Remember that there are landmarks local to you, you don’t have to travel to exotic locations, document what you see near where you live.
If you can draw then consider creating a few illustrations to sell as stock. This is not a subject I can impart a great deal of knowledge on as I have little experience, apart from a few surprise sales from a non-vector illustration I put together in Photoshop in five minutes. The only thing I can say is that there is the potential for illustrations to sell very well due to being fresh, stylish and usable where photos are not suitable; but also look very dated a few years down the line. Stock sites are currently full of XP style icon sets and web elements, a couple of years back it was all OSX style icons with reflections. True that ageing is the same for some types of photos where hair styles or technology goes out of date, but every time I think of illustrations at the moment with those floral leaf patterns I then imagine how that will look ten years down the line, will I have the same feeling about those as the now dated looking airbrush or pastel business characters in triangular suits that were everywhere less than ten years ago?

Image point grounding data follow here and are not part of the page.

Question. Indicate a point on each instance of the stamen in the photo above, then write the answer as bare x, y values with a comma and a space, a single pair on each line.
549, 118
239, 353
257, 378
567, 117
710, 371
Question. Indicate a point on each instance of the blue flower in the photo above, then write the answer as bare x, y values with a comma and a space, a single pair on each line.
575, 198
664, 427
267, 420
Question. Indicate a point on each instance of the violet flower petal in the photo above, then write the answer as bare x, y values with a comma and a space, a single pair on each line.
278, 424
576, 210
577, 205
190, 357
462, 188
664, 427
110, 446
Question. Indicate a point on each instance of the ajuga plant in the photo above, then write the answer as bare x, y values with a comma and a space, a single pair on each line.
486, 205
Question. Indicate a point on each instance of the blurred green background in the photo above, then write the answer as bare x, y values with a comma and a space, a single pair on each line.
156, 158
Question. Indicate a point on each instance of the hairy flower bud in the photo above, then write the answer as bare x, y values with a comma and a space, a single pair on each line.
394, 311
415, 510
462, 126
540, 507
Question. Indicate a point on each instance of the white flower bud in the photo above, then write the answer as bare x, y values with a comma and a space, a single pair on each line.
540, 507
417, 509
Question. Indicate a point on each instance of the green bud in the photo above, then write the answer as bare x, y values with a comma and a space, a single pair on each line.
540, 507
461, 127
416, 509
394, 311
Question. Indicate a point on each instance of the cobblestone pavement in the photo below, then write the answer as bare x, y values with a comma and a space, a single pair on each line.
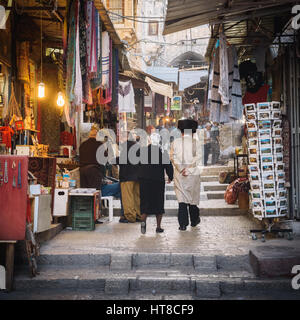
214, 235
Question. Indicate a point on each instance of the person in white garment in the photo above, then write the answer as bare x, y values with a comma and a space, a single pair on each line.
186, 158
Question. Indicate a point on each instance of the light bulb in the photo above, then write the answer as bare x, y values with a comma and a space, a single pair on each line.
41, 90
60, 100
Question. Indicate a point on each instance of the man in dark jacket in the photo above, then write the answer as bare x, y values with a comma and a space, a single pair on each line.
130, 188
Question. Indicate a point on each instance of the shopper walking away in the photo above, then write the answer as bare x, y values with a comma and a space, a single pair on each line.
152, 181
207, 142
186, 158
215, 143
130, 188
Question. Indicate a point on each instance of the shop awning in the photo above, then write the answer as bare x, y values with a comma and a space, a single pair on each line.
185, 14
160, 88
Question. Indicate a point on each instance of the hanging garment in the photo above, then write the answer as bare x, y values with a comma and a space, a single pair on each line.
236, 105
78, 76
105, 59
82, 48
91, 38
260, 96
223, 82
23, 61
186, 154
126, 97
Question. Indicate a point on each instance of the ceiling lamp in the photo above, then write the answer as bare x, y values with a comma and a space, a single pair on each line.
60, 99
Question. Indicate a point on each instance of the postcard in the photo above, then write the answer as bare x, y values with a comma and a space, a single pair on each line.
252, 151
278, 150
267, 159
256, 195
266, 151
255, 177
265, 142
278, 142
251, 125
269, 185
265, 132
257, 204
275, 105
252, 133
270, 203
251, 107
271, 211
266, 115
253, 169
276, 115
263, 106
276, 124
267, 168
253, 160
270, 194
280, 185
264, 124
277, 132
251, 116
268, 176
253, 143
280, 176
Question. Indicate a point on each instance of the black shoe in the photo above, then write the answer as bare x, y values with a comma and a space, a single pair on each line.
143, 227
198, 221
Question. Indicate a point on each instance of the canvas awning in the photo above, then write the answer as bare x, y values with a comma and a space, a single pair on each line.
160, 88
185, 14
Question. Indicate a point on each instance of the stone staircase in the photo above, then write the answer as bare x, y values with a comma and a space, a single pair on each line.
140, 275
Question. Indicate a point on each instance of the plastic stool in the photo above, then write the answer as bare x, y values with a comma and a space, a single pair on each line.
110, 201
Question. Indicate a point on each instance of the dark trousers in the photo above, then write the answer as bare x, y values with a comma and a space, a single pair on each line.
207, 148
183, 216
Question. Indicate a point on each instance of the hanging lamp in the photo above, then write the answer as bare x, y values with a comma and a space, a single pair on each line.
41, 86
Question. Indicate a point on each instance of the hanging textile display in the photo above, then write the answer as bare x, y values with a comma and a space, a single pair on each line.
223, 61
105, 58
126, 97
266, 164
23, 61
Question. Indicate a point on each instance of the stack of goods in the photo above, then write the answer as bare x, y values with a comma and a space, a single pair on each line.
266, 167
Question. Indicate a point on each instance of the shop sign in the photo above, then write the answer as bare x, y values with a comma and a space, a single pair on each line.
176, 103
2, 17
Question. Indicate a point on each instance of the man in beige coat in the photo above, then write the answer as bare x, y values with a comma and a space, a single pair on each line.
186, 157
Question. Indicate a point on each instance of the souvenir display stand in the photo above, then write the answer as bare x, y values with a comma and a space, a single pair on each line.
266, 166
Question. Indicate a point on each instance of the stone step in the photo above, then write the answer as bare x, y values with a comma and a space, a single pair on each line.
215, 195
212, 186
201, 286
209, 178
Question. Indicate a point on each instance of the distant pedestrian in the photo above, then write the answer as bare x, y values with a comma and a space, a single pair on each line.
207, 142
186, 158
152, 181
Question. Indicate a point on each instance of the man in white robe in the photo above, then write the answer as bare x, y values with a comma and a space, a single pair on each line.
186, 157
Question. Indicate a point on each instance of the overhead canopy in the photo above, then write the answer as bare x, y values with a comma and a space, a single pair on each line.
160, 88
185, 14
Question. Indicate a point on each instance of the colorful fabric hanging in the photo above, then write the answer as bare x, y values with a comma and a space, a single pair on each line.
105, 59
126, 97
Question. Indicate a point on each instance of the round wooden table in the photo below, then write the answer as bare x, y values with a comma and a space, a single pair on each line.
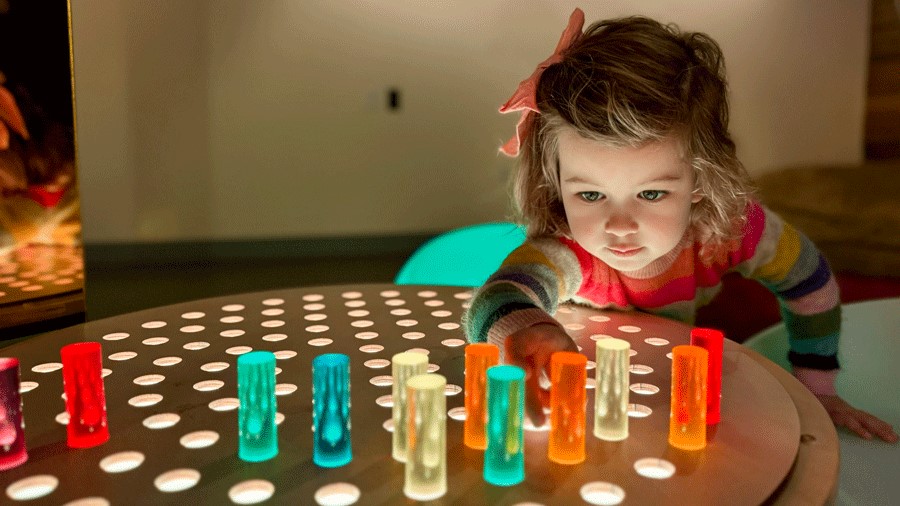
171, 399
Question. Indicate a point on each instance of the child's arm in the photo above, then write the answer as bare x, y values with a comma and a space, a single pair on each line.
789, 264
513, 310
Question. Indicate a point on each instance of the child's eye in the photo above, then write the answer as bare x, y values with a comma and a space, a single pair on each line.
590, 196
652, 195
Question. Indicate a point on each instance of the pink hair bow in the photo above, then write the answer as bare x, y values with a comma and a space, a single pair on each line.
524, 99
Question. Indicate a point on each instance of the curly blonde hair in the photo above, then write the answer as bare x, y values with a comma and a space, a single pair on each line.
627, 82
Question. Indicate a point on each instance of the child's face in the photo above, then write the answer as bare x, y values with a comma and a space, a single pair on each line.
626, 206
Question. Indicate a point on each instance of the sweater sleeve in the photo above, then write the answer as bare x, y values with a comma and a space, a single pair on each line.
525, 290
789, 264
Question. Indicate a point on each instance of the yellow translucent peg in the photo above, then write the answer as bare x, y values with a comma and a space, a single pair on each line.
426, 459
687, 418
403, 366
611, 389
568, 398
479, 357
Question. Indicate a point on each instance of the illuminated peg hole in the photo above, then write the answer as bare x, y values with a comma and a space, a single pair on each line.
644, 388
161, 421
149, 379
32, 488
225, 404
458, 414
144, 400
251, 492
600, 492
450, 389
337, 494
285, 388
199, 439
177, 480
208, 385
639, 411
382, 381
238, 350
167, 361
214, 366
657, 469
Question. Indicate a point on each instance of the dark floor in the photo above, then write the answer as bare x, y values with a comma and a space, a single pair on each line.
117, 288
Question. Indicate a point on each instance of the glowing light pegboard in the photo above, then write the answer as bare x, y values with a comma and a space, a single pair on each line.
171, 393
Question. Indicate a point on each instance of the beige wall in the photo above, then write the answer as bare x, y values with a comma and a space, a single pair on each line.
226, 119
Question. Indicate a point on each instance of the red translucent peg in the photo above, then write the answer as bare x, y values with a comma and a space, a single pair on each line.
713, 342
85, 398
12, 428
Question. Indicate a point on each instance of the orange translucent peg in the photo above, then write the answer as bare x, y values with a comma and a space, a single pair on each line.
479, 357
568, 397
687, 418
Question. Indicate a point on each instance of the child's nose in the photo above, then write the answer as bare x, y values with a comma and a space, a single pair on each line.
621, 224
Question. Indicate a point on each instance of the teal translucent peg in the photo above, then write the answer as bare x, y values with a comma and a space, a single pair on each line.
331, 410
257, 432
504, 458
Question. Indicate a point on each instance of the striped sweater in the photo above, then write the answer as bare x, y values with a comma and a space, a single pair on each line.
545, 271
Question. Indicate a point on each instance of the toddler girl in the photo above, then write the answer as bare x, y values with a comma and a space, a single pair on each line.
634, 199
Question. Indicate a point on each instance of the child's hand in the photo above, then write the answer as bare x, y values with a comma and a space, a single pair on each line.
531, 349
860, 422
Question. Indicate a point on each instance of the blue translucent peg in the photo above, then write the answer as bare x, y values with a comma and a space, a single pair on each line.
331, 410
257, 432
504, 458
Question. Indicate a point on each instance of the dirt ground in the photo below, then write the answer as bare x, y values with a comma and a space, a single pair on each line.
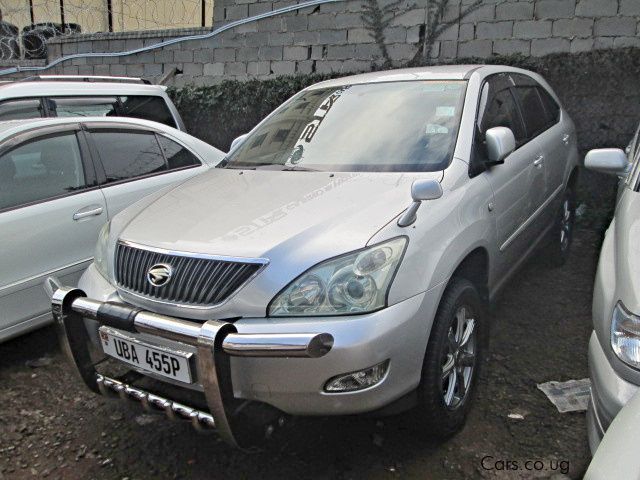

Icons and sets of web navigation buttons also seem to have high download rates, but their creation is obviously quite time consuming compared to a photo, of course vector illustrations command a higher payout when downloaded as the original vector file.
Beginners to microstock are the ones who take and upload the simple photos that make other photographers say “wow, that sky with fluffy clouds has been downloaded 3800 times!”; and while that is a way to make money at microstock it is very hit and miss; you can get lucky, very lucky, but for a more consistent income you need to concentrate on at least some amount of review what is selling, has sold, or is requested and then fill the demand.
There seems to be no penalty for being ‘obvious’ with subjects and concepts in micro. It looks to me that while the big agencies seem to be also accepting more ‘grungy and edgy’ images (perhaps a sign of saturation in some subjects) it appears that the ‘inoffensive’ simple photos are the ones that sell in volume – given that microstock is about quick and easy solutions to image needs this makes sense, ‘non-professional buyers’ will opt for a safe choice when buying.